A drop of 5% agar, de-aerated by heating at 100°C, was placed on a clean microscope slide, and flattened into a layer about 0.5 mm thick by means of a second, siliconized, slide supported on spacers. Care was taken to avoid imperfections due to bubbles or dust, which might subsequently trap the nematode during a series of observations. After 2 min the siliconized slide was removed; 2 Ál of 10 % polyvinylpyrrolidone in S medium (Sulston & Brenner 1974) was placed on the agar, and a selected nematode was transferred to this drop. The centre of a 12 mm x 12 mm cover slip was very thinly coated with bacteria (E. coli, strain OP50) scraped from a plate culture, and the cover slip was lowered gently onto the agar. Excess agar was trimmed away, and the edges of the assembly were sealed with silicone grease. Most of the air bubbles were soon absorbed by the de-aerated agar, and after a short period of quiescence (due probably to anoxia) the nematode generally moved into the bacterial lawn and started to feed. Non-optimum temperature and shortage of food were found to be conducive to escape.
A Zeiss Universal microscope was equipped with a Plan x 100 objective and Nomarski differential interference contrast optics, and was kept at an air temperature of 20-22°C. Photographs were taken on Ilford Pan F 35 mm film, with a Zeiss microflash illuminator as the light source, and developed in M. & B. Promicrol.
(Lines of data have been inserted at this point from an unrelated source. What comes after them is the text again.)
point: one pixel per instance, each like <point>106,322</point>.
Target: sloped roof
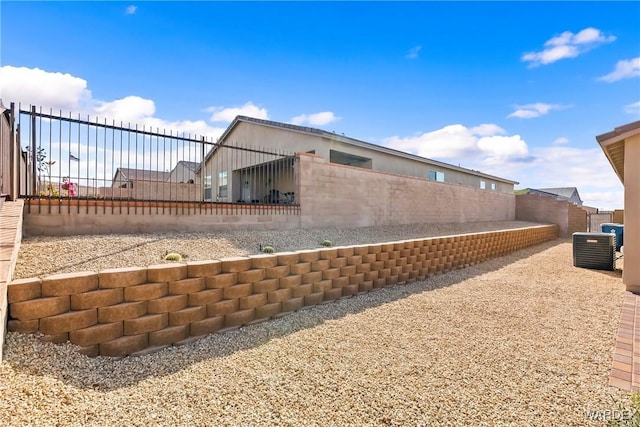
<point>612,143</point>
<point>192,166</point>
<point>347,140</point>
<point>562,191</point>
<point>142,174</point>
<point>539,191</point>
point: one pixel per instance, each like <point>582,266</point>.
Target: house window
<point>207,188</point>
<point>222,185</point>
<point>436,176</point>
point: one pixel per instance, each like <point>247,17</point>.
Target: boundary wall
<point>134,311</point>
<point>543,209</point>
<point>330,195</point>
<point>347,196</point>
<point>10,239</point>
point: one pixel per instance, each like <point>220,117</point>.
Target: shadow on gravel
<point>105,374</point>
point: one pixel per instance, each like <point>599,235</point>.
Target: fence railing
<point>68,157</point>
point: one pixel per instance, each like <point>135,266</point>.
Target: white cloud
<point>633,108</point>
<point>625,69</point>
<point>567,45</point>
<point>530,111</point>
<point>68,93</point>
<point>316,119</point>
<point>459,142</point>
<point>42,88</point>
<point>222,114</point>
<point>129,109</point>
<point>413,52</point>
<point>488,148</point>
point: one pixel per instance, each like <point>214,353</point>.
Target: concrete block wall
<point>131,311</point>
<point>345,196</point>
<point>10,239</point>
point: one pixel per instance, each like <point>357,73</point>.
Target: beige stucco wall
<point>338,195</point>
<point>631,273</point>
<point>282,140</point>
<point>569,217</point>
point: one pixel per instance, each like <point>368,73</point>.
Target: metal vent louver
<point>594,250</point>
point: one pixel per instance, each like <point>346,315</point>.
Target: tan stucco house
<point>622,148</point>
<point>245,180</point>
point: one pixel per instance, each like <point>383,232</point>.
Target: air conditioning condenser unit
<point>596,251</point>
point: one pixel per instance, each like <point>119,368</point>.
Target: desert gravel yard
<point>525,339</point>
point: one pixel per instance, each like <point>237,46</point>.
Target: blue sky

During periods of cell division and migration, the ventral cord was observed continuously and sketched at 15 min intervals; during the much longer periods of quiescence, observations were made at 1 or 2 h intervals. When a single individual was to be followed for more than one day, it was refrigerated overnight at 6-8°C during a suitable quiescent period. This cooling was found practically to arrest development, and yet on returning to 20°C the animal continued to grow normally.
Nematodes were transferred from plates by means of a paper strip or pointed stick to a small drop of 10% ovalbumin on a microscope slide; the drop was smeared out, and the slide was plunged into Carnoy's fixative. For multiple samples, the slide was first divided into zones by Indian ink lines, and was kept cool during transfers in order to avoid drying of the drops. After hydration, Feulgen staining, and dehydration, the nematodes were mounted in methyl salicylate or Depex.